I am 75 years old. My father gave me my first gun when I was 12 years old. As an adult I collected guns and I had 35 when my house burned 5 years ago and I lost most but not all of my guns.
I have lived about half of of my adult life in urban areas and half in rural areas. People's attitudes about firearms in the two areas of the country are so far apart that they could be from different worlds. People in urban areas see firearms as being used against people either aggressive (crime) or defensive (legal). They either want to ban firearms to protect themselves or they favor "stand your ground" laws that allow people to use firearms to defend themselves against crime.

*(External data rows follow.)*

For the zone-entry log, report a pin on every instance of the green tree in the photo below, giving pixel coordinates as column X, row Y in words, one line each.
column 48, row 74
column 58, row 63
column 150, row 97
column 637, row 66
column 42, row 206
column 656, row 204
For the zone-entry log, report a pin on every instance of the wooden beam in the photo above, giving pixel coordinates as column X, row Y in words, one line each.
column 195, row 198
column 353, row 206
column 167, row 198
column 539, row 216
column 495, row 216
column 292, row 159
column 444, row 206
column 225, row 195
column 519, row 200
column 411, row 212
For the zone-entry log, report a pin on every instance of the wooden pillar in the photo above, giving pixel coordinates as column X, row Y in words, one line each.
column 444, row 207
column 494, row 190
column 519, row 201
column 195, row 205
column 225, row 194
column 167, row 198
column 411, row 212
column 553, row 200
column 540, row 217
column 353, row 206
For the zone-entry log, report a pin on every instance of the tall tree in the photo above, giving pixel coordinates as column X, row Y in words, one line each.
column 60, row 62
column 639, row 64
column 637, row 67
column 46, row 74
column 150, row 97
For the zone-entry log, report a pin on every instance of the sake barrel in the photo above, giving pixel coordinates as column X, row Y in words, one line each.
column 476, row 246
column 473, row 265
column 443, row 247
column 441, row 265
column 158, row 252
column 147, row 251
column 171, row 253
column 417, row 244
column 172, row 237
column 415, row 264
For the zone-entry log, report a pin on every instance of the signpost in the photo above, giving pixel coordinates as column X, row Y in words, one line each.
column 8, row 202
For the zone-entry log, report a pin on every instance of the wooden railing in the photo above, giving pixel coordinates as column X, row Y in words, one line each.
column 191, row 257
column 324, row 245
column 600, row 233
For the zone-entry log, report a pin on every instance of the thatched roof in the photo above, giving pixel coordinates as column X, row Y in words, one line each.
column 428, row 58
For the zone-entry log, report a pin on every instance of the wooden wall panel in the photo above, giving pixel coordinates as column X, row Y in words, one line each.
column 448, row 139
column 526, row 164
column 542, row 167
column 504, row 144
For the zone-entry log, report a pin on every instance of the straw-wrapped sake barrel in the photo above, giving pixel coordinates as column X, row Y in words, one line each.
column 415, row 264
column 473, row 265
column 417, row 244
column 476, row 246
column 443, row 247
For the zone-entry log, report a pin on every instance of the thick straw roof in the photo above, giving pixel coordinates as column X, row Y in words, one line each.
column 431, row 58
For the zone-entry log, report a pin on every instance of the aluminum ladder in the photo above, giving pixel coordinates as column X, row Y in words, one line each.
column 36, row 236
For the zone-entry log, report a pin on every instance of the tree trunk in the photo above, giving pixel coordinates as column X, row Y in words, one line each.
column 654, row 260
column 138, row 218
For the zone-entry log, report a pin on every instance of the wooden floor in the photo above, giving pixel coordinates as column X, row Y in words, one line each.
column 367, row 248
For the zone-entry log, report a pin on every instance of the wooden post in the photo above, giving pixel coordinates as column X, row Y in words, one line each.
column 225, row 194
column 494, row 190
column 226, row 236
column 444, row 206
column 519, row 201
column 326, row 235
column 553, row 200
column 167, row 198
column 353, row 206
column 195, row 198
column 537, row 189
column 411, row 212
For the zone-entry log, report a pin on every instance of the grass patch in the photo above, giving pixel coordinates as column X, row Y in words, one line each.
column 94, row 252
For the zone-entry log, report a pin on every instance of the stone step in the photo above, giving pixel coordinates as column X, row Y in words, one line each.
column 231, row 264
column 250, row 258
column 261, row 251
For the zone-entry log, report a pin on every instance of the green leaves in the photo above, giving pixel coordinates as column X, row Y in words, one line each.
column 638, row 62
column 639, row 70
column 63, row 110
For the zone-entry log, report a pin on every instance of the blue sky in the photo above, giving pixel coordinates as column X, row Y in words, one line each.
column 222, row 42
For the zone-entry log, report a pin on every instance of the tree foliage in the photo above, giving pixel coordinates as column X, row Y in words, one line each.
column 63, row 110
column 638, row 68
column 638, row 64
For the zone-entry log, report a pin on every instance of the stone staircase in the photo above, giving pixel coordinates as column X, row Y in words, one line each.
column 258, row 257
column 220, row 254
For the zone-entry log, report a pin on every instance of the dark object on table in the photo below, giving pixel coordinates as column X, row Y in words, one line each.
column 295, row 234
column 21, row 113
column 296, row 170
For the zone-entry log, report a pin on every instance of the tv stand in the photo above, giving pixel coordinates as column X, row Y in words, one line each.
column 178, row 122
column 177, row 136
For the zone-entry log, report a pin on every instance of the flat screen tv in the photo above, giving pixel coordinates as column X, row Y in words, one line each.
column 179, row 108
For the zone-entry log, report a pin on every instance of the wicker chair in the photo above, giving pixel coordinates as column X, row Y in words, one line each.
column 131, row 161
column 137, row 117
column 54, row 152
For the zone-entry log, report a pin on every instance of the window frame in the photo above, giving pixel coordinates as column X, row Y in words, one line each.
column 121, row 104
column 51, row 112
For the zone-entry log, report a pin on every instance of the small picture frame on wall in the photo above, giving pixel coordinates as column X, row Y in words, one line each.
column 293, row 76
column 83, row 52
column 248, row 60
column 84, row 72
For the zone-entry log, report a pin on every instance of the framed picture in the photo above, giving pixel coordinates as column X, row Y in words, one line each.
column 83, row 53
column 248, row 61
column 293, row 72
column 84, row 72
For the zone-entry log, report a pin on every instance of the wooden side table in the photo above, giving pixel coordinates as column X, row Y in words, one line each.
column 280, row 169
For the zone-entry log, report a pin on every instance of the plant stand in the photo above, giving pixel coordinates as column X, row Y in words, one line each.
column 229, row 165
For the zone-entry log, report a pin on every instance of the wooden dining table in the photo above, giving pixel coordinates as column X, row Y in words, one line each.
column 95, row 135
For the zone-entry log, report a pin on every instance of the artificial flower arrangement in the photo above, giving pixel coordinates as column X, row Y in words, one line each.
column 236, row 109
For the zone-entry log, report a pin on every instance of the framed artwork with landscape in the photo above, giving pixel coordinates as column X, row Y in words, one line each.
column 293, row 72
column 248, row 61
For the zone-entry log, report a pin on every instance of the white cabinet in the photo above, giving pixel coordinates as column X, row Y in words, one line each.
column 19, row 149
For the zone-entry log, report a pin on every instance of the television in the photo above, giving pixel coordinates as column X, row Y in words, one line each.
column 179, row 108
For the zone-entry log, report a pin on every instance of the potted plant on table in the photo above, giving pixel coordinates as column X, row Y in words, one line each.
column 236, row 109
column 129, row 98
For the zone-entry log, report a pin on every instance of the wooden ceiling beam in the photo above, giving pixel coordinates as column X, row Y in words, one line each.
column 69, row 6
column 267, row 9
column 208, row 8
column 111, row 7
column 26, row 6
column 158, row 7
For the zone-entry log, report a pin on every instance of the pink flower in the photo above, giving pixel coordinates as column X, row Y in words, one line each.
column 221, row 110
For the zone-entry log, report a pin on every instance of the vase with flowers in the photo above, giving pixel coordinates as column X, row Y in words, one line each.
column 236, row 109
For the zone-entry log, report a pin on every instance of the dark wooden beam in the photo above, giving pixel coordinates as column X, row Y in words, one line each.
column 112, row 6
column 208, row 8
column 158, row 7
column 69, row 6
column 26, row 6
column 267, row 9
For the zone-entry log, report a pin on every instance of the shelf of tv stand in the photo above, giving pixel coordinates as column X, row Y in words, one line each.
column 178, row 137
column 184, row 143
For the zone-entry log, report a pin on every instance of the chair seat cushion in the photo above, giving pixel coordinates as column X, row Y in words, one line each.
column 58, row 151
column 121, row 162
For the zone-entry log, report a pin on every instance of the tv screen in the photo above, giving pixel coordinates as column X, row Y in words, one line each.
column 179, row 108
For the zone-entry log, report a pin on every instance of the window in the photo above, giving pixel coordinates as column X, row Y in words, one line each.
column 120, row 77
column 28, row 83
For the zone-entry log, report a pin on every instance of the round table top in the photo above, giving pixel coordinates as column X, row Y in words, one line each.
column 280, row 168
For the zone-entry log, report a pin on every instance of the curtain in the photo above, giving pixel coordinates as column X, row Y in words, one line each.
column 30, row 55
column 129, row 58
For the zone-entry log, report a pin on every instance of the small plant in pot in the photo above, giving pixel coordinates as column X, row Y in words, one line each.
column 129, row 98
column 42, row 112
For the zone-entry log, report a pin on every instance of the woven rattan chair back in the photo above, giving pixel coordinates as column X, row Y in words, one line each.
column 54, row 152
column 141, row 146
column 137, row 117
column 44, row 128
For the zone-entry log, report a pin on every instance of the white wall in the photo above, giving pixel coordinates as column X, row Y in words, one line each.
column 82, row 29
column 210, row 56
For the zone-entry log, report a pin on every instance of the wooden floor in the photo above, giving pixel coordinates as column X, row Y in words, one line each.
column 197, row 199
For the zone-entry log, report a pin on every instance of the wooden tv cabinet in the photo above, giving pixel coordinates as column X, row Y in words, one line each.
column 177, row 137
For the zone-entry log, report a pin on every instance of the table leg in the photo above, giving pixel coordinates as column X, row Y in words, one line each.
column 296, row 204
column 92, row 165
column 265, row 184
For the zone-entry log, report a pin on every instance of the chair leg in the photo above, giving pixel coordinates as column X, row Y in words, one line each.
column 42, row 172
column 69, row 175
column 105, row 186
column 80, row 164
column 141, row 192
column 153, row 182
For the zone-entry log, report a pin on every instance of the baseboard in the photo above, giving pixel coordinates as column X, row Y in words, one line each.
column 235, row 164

People in rural areas see firearms as tools. They are used to kill snakes or skunks, hunt (a very popular sport in rural America), or target practice. For example I kept firearms in my dormitory room at Virginia Tech. I would target practice by shooting rats at the local dump. Keeping guns was fairly common on campus and there was a student firearms club which had a target practice range on private land out in the countryside. This was 50 years before an insane student named Seung-Hui Cho perpetrated the Virginia Tech shooting, killing 32 people and wounding 17. Cho was a senior-level undergraduate student at the university and committed suicide as the police closed in. Virginia Tech responded by passing a rule against firearms on campus.
I think that people should be allowed to use firearms in self defense. I have often carried firearms to go hunting or target shooting or to buy and sell them. Only once have I ever carried a firearm for self defense. A bear wanted to dispute ownership of my garbage cans so for a few months until the bear hibernated I carried a very high powered revolver whenever I went out into the back yard at night.
Most rural people would agree that firearms usage in self defense should be allowed but the crime rate in rural America is so low that this is not a major issue to them. Gun owners do get very upset about the attempts to ban firearms. Since the anti-gun lobby cannot ban firearms outright they try to whittle down gun ownership with a series of impediments. Gun owners find these creeping restrictions highly annoying.
I had a deceased sister who had a PhD in psychology. She was a life long political activist and she was strongly anti-gun among other issues. I asked her one time what the mental processes were of people like Seung-Hui Cho. Her answer was, "They are insane." In another conversation she said in exasperation, "We have the strongest gun laws in the country in Connecticut and we still had the Sandy Hook killings." I think that she was typical of gun law activists in that she did not see that there is no connection between gun laws and crime and no connection between gun laws and insanity.
So to answer the question about tourist safety in America: If you come to America you will not be any particular danger from gun toting crazies. Mass killings and defensive killings are rare but when they occur they are sensationalized all over the country (world?) and rightly so. But it still means that you as a tourist face only a minuscule risk of gun violence if you visit America.
------------------------
Steve Stites
Last edited by jailbait; 05-26-2020 at 09:00 PM.
Reason: typo
A standardized education (not exceptional or worldwide and) taught by people generations behind the students... no wonder there's more guns than sense.
In afterlifes they trust, guns evolved nukes so after our lifes that'll teach'em!